Temple Run 2 is the game of the moment. The main character, let’s call him Indiana, is running to escape an ancient temple with a stolen golden idol. Chased by a giant apelike beast, Indiana has to run through a maze of obstacles, fire breathing statues, rushing rivers, spinning spikes, all while collecting coins and gems for power ups and special abilities. But like a doomed Sisyphus of old, our intrepid adventurer can never escape. The longer he runs the faster the obstacles come until eventually he falls to his death. Then he starts the whole run over again from the beginning.
This little mobile game, Imangi Studio’s prettier and more well rounded remake of the first Temple Run, (besides being fun and challenging to play) broke records earlier this year becoming the fastest-downloaded mobile game in history.
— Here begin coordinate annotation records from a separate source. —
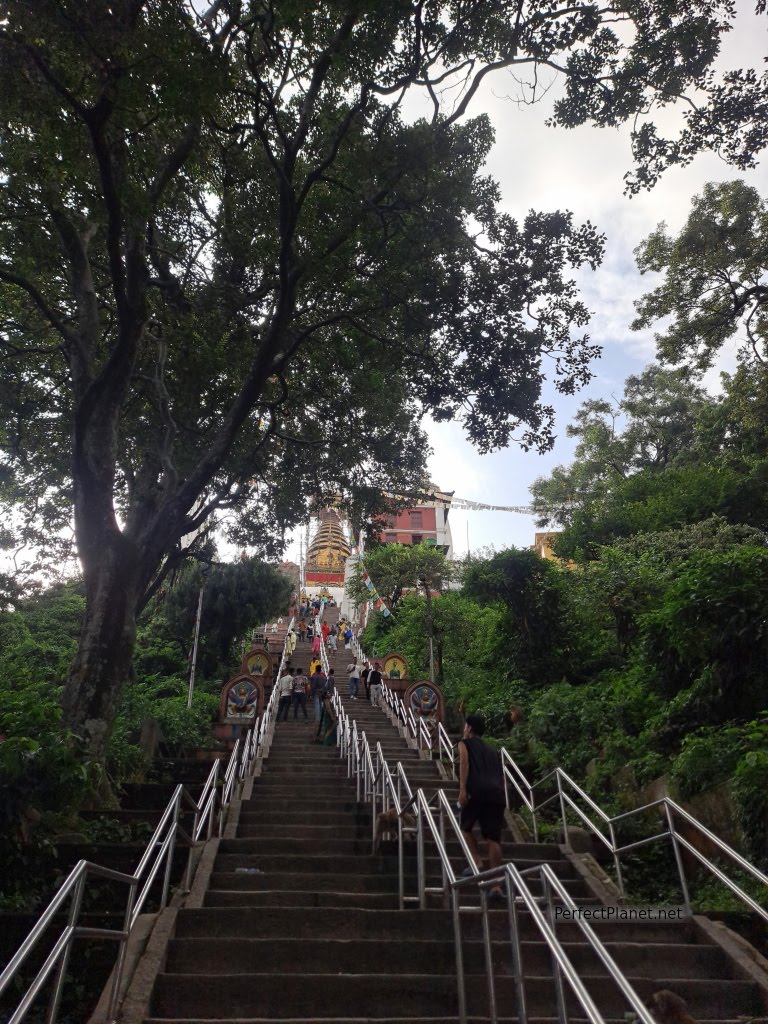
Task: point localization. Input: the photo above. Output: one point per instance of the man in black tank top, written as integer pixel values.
(480, 792)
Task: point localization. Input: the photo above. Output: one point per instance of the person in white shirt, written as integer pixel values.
(285, 693)
(353, 669)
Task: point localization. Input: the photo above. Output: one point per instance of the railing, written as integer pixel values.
(425, 740)
(445, 747)
(566, 788)
(158, 854)
(516, 894)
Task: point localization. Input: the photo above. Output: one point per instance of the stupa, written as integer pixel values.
(328, 552)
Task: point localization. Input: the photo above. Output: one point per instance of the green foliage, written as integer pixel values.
(707, 758)
(531, 593)
(713, 620)
(237, 597)
(750, 791)
(714, 274)
(395, 568)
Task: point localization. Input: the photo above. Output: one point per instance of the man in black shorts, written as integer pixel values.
(480, 793)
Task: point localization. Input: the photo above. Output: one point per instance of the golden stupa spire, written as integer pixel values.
(328, 551)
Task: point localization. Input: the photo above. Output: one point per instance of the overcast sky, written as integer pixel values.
(581, 170)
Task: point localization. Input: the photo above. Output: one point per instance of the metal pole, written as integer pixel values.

MacRumors has the numbers: “Temple Run 2 originally launched exclusively on the App Store on January 17 and quickly rose to the #1 slot in Free Apps, earning over six million downloads in less than 24 hours.”
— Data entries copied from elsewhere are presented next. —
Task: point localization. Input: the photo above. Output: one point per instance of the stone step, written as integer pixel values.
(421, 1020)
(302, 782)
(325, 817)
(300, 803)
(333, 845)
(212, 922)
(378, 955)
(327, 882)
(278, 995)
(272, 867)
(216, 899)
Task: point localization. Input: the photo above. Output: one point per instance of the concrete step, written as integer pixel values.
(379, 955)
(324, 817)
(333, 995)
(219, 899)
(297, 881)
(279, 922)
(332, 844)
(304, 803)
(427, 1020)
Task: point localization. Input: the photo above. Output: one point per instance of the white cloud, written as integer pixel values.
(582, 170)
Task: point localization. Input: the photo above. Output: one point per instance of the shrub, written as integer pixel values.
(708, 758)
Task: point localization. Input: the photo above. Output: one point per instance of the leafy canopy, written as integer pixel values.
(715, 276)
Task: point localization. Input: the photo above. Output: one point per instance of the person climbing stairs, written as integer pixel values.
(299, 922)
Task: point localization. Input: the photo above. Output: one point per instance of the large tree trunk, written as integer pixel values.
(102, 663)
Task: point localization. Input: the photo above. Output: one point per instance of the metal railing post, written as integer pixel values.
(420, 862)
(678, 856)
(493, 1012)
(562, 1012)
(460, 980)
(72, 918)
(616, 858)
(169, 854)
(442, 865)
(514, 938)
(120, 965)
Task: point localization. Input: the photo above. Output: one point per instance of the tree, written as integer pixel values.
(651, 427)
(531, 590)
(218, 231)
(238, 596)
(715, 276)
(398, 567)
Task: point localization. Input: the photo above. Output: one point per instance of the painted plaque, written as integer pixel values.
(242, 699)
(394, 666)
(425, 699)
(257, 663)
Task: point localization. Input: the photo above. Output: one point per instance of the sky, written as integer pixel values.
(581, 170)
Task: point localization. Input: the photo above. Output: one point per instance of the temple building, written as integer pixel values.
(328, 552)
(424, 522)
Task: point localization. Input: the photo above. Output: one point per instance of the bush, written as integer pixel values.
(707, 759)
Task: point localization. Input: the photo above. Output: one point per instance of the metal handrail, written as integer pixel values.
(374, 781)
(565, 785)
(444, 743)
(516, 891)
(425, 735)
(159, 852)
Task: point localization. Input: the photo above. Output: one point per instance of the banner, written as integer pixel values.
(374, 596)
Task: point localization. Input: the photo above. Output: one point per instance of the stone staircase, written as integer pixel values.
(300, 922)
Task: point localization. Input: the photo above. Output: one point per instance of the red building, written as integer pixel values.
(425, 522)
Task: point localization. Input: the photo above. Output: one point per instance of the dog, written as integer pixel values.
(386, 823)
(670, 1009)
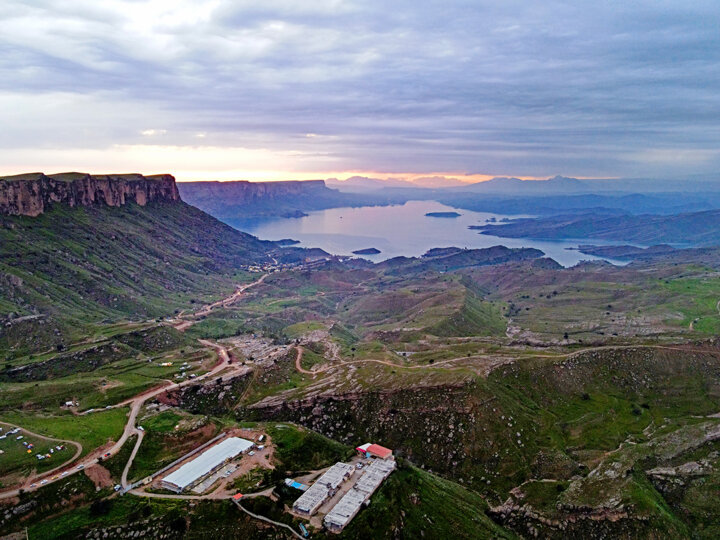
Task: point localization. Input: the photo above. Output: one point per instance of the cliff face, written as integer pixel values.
(242, 200)
(242, 191)
(31, 194)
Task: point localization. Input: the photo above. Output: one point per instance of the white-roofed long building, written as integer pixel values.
(206, 463)
(347, 508)
(325, 487)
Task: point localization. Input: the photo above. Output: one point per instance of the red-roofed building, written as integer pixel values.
(375, 450)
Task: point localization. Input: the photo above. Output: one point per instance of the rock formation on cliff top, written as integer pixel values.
(31, 194)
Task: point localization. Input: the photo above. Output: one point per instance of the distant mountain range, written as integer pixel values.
(697, 228)
(557, 185)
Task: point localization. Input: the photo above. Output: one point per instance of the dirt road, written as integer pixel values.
(186, 321)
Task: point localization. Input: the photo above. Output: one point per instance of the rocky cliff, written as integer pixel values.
(235, 202)
(31, 194)
(244, 192)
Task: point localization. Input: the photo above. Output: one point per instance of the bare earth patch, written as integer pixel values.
(99, 475)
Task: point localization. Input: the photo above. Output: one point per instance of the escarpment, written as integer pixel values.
(34, 193)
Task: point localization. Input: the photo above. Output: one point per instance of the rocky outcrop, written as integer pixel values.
(34, 193)
(242, 200)
(244, 192)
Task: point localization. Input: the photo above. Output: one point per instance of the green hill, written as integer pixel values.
(70, 267)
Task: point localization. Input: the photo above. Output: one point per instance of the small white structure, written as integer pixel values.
(206, 463)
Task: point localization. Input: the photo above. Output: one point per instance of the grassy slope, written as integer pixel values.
(86, 265)
(415, 504)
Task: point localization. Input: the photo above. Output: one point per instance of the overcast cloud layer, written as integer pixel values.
(508, 88)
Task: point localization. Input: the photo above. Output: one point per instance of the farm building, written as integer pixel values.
(206, 463)
(374, 450)
(347, 508)
(325, 487)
But frankly, none of those statistics matter because the best part of Temple Run 2 isn’t even the game. The best part is playing through life after life on the way home from work on the BART. Swiping to jump, tilting your phone or tablet wildly from side to side, clearing your mind from a day at work only to see someone — an older guy in a business suit or a high school girl with patches all over her backpack — sitting one seat away doing the exact same thing. It’s like a giant game of citywide multiplayer, no internet required.
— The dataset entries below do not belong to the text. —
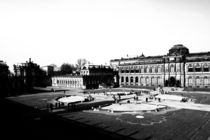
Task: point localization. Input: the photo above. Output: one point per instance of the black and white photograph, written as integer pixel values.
(105, 69)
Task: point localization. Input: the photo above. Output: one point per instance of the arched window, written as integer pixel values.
(126, 79)
(198, 68)
(131, 79)
(145, 69)
(136, 79)
(206, 68)
(150, 69)
(197, 81)
(190, 68)
(190, 82)
(153, 81)
(172, 68)
(156, 69)
(205, 81)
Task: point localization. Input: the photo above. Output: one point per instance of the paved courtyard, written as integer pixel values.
(182, 121)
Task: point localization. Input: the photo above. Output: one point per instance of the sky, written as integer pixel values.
(62, 31)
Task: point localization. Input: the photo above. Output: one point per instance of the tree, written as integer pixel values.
(67, 68)
(81, 63)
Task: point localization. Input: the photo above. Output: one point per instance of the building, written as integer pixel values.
(29, 74)
(178, 68)
(91, 76)
(4, 77)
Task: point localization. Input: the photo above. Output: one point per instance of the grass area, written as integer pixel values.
(182, 124)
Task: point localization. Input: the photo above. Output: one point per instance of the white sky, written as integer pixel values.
(58, 31)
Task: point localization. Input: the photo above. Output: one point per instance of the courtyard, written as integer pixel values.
(175, 123)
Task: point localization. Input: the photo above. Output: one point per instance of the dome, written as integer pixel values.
(179, 49)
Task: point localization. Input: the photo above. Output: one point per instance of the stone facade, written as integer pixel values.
(178, 68)
(90, 77)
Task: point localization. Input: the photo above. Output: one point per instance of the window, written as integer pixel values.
(205, 81)
(190, 81)
(190, 69)
(122, 79)
(136, 79)
(197, 81)
(150, 70)
(156, 69)
(206, 68)
(198, 68)
(145, 69)
(126, 79)
(132, 71)
(131, 79)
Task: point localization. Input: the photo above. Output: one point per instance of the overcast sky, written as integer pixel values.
(58, 31)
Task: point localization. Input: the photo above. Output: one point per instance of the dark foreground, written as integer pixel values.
(22, 122)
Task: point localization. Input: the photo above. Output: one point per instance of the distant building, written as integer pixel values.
(91, 76)
(29, 74)
(178, 68)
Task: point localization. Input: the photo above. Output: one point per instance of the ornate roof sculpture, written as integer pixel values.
(179, 49)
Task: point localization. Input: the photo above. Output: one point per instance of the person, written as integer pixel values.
(159, 99)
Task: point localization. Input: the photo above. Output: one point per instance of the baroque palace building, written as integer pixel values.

Ever participate in the One City One Book program put on by your local public library? These community reading programs try to expand the book club concept to cover the entire city. One City One Book attempts to get people reading and talking about the same book at the same time. It’s a great feeling to sit on the train or at a coffee shop with your paperback only to see someone else reading the same book a few tables away. Even though you’re unlikely to actually talk to the person you feel a kind of instant kinship with them when otherwise they would have just been another stranger. Happiness gurus talk about the necessity of feeling like part of a community for the purposes of everyday contentment. Playing this game, at least while it’s still wildly popular, does just that.